ANDREJ: I do think that ultimately almost everything can be made verifiable to some extent — some things easier than others. Because even for things like writing, you can imagine having a council of LLM judges and probably get something reasonable out of that kind of approach. So it's more about what's easy or hard. I do think that ultimately...
Everything.
[laughter]
Everything is automatable.
VIII. From Vibe Coding to Agentic Engineering
STEPHANIE: Amazing. Okay. So last year you coined the term "vibe coding," and today we're in a world that feels a little bit more serious — more agentic engineering. What do you think is the difference between the two, and what would you actually call what we're in today?

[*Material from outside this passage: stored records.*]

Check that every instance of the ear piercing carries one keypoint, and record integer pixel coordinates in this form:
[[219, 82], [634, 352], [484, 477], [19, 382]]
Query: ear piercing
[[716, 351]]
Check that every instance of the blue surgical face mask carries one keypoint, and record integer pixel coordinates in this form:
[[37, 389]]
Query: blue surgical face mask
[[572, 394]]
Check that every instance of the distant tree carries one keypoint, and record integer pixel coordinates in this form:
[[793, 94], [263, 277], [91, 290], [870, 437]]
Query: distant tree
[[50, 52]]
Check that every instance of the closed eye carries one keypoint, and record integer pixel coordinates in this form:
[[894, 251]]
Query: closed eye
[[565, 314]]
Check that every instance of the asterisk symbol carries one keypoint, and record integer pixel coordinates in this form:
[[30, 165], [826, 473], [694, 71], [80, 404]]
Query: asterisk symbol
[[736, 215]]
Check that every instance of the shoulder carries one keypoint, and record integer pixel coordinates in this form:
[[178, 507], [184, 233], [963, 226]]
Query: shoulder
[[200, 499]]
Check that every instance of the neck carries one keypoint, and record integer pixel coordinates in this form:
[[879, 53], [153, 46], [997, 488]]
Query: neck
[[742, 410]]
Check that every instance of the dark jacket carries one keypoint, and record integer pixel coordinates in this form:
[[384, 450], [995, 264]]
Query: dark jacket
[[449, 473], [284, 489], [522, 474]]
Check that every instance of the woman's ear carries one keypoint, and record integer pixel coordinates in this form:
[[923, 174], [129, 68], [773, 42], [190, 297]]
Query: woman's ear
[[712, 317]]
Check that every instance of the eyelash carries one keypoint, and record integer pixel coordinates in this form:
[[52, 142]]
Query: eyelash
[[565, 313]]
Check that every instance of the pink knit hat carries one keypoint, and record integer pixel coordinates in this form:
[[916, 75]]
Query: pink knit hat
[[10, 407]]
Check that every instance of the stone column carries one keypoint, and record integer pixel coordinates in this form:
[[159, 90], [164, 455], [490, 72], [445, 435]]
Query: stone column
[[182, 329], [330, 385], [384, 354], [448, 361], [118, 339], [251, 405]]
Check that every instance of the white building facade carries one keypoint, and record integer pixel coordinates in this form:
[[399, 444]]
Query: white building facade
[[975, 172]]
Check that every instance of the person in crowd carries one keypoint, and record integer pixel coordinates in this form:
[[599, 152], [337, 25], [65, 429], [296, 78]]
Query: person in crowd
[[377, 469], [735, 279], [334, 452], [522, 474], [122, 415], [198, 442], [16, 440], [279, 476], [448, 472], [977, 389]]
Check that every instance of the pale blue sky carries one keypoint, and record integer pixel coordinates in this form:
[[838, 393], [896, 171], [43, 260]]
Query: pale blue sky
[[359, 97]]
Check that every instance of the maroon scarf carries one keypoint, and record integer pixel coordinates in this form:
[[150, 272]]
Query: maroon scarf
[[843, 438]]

ANDREJ: Yeah. So I would say vibe coding is about raising the floor for everyone in terms of what they can do in software. The floor rises, everyone can vibe-code anything — and that's amazing, incredible. But then I would say agentic engineering is about preserving the quality bar of what existed before in professional software. You're not allowed to introduce vulnerabilities due to vibe coding. You're still responsible for your software, just as before — but can you go faster? And the spoiler is: you can. But how do you do that properly? So to me, agentic engineering — I call it that because I do think it's kind of an engineering discipline. You have these agents, which are these spiky entities. They're a bit fallible, a little stochastic, but they are extremely powerful. The question is: how do you coordinate them to go faster without sacrificing your quality bar? And doing that well and correctly is the realm of agentic engineering. So I kind of see them as different — one is about raising the floor, and the other is about extrapolating upward. And what I'm seeing is that there is a very high ceiling on agentic engineering capability. People used to talk about the 10x engineer. I think this is magnified a lot more — 10x is not the speed-up you gain. It does seem to me like people who are very good at this peak a lot more than 10x, from my perspective right now.

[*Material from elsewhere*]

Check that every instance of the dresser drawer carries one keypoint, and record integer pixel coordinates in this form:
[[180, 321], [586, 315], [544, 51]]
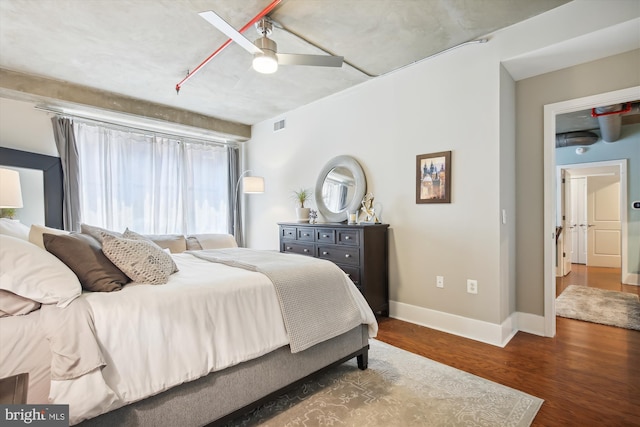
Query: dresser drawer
[[298, 248], [326, 236], [288, 233], [353, 272], [305, 234], [348, 237], [339, 254]]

What A.I.-Native Coding Actually Looks Like
STEPHANIE: I really like that framing. One thing — when Sam Altman came to AI Ascent last year, one memorable thing he said was that people of different generations use ChatGPT differently. So if you're in your 30s, you use it as a Google search replacement. But if you're in your teens, ChatGPT is your gateway to the internet. What is the parallel here in coding today? If we were to watch two people code using Claude Code or Codex — one you'd consider mediocre at it, and one you would consider fully A.I.-native — how would you describe the difference?

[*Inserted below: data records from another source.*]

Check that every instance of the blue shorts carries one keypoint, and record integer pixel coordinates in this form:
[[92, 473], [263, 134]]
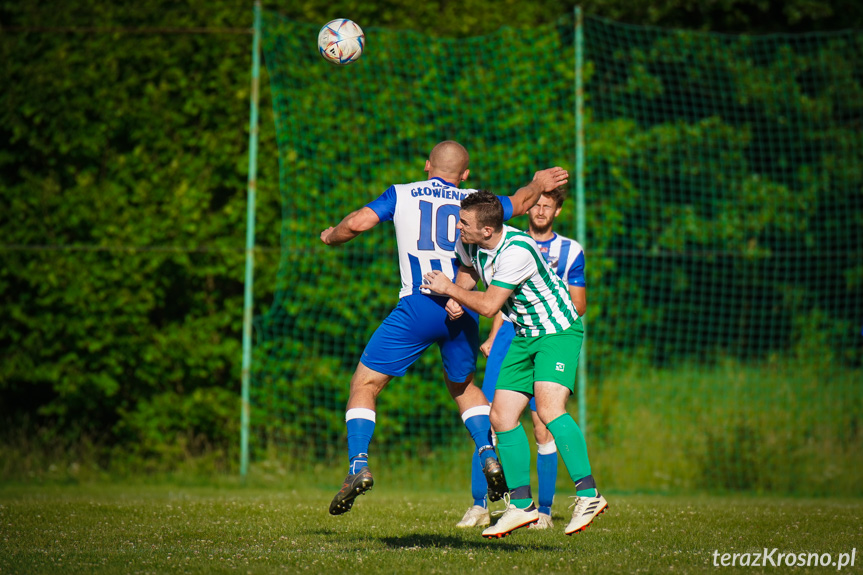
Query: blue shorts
[[501, 344], [417, 322]]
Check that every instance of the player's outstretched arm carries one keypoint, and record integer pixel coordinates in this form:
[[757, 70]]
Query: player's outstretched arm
[[351, 226], [543, 181], [486, 303]]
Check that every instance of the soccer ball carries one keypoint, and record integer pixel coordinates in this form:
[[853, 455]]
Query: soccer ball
[[341, 41]]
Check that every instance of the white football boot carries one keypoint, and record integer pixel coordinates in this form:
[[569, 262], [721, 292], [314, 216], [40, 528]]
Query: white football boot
[[585, 510], [475, 516]]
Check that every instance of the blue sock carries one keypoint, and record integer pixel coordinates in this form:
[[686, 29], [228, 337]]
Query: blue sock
[[546, 470], [478, 425], [478, 485], [361, 427]]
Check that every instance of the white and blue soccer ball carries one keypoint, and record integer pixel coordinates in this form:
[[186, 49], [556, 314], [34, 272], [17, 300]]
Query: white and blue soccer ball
[[341, 41]]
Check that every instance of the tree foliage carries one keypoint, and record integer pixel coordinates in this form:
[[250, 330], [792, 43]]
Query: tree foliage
[[123, 178]]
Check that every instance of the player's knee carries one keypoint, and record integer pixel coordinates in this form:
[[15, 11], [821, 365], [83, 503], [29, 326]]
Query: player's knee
[[542, 434]]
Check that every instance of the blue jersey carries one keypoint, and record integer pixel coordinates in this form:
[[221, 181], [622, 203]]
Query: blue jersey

ANDREJ: [clears throat] I mean, I think it's just trying to get the most out of the tools that are available, utilizing all of their features, investing in your own setup. Just like previously, engineers were used to basically getting the most out of the tools they use — whether it's Vim or VS Code, or now it's Claude Code or Codex or so on. So just investing in your setup and utilizing a lot of the tools that are available to you. And I think it kind of looks like that.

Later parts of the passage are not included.